Sites like ours are devoted to letting you know why you might or might not want to buy something. But making an informed purchase is nothing like a scam… in fact, we love having the variety and the options.
From Invisible Hand: “Premium spirits should be consumed straight, or on ice. For mixed drinks, use the cheap stuff. In any case, I prefer craft beer and wine—more flavor and less alcohol.”
We’ve addressed the idea of buying premium for premium cocktails above… and we believe it. There is a profound difference between a cocktail made with low-quality ingredients and one made with high-quality. But the notion that good spirits should be consumed straight is nonsense.

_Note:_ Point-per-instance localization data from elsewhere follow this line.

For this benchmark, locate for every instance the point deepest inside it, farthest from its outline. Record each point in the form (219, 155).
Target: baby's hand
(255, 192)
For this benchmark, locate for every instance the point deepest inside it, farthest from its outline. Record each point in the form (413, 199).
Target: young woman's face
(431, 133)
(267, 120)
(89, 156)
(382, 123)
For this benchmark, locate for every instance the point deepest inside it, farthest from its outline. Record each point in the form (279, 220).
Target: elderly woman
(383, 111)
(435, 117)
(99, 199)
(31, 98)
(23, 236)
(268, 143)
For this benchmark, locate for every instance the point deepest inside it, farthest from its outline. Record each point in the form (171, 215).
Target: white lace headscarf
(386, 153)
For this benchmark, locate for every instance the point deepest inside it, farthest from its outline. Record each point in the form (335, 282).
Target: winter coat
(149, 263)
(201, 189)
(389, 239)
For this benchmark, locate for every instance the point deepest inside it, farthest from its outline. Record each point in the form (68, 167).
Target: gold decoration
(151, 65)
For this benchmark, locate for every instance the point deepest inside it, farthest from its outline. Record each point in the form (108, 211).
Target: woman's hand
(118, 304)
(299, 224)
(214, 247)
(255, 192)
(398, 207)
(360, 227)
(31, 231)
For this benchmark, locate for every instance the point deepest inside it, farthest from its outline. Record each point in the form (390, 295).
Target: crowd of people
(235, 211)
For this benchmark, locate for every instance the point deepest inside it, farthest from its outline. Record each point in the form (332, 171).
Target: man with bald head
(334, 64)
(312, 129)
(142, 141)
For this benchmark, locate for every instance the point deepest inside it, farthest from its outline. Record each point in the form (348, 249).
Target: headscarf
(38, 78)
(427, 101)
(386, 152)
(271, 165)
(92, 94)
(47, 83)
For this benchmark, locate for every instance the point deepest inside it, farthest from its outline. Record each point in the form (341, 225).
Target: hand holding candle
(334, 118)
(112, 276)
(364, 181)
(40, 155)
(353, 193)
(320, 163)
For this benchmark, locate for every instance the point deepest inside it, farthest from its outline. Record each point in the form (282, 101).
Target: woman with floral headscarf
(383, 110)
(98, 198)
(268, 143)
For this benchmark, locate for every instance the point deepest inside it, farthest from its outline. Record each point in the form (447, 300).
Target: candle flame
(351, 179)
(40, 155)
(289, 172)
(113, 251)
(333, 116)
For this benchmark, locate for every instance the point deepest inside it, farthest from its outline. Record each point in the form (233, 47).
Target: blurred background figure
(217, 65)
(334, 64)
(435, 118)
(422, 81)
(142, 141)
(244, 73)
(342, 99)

In general, experts have told us and we have personally experienced that one loses one’s ability to taste somewhere north of 75 proof (the precise point seems to vary by individual). One should dilute the spirit to a point where the flavor is at its most personally pleasing. Some liquor will experience major shifts (sometimes improving, sometimes deteriorating) with a little water or ice. Some spirits are designed specifically for mixing and should never be taken straight under any circumstances (we’re looking at you absinthe). The thing you should run away from are groups of people who start dictating rules to you about how you should drink.
Hopefully, this is helpful! There is too much snobbery and too many busy-bodies in the liquor world. The bottom line is that one should feel free to explore, and to experiment, and have some confidence in what they buy.